コツコツとクエストをこなして言ったおかげで、俺ら勇者パーティの信頼は瞬く間に上がり、依頼費に少し色を付けてもらうことも少なくなくなっていった。おかげで、当初の予定よりももっと早く、本格的に旅立つ用意が出来たのだ。
「ひとまず最初は、貿易道第3宿舎に向かう」
貿易道のかなり手前を指さす。貿易道とは、その名の通り国同士の貿易に使用し、その途中にはいくつもの宿舎がある。

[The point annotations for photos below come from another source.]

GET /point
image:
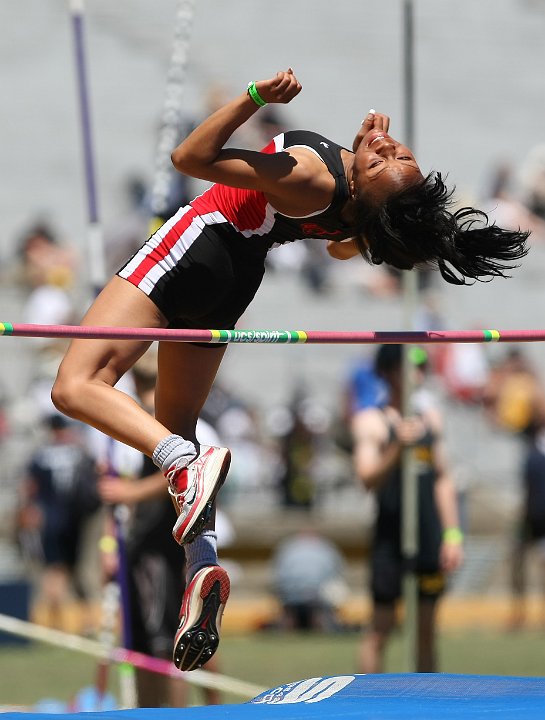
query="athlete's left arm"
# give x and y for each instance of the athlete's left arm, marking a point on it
(343, 250)
(203, 153)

「多分、一日歩いて、進める日で宿舎4号分だと思う。貿易道の間には20号あるから……。多分、隣国までは、早くて一週間ぐらいかかると思う」
「かなり長いわね……その間にも依頼を受けられたらいいのだけれど」
「魔法の研究に役立ちそうな山菜集めに徹するとしますか」
この長い旅路で、それぞれ目的を持つことが出来そうで、ほっと安心した。
それと同時に。俺は、もうそろそろ勇気を出さなければと思った。
「で、私に相談しに来たと」
「頼む。言っちゃ悪いが、ムカゼはこんなこと答えられそうにないから……」
「そりゃもっともだけど……はぁ……あたし、他人の気持ち察するとかできないのよねぇ……」
俺は、わからないことがあったら遠慮なく人に頼るタイプだ。なので、今回は同姓であるモモイに相談することにした。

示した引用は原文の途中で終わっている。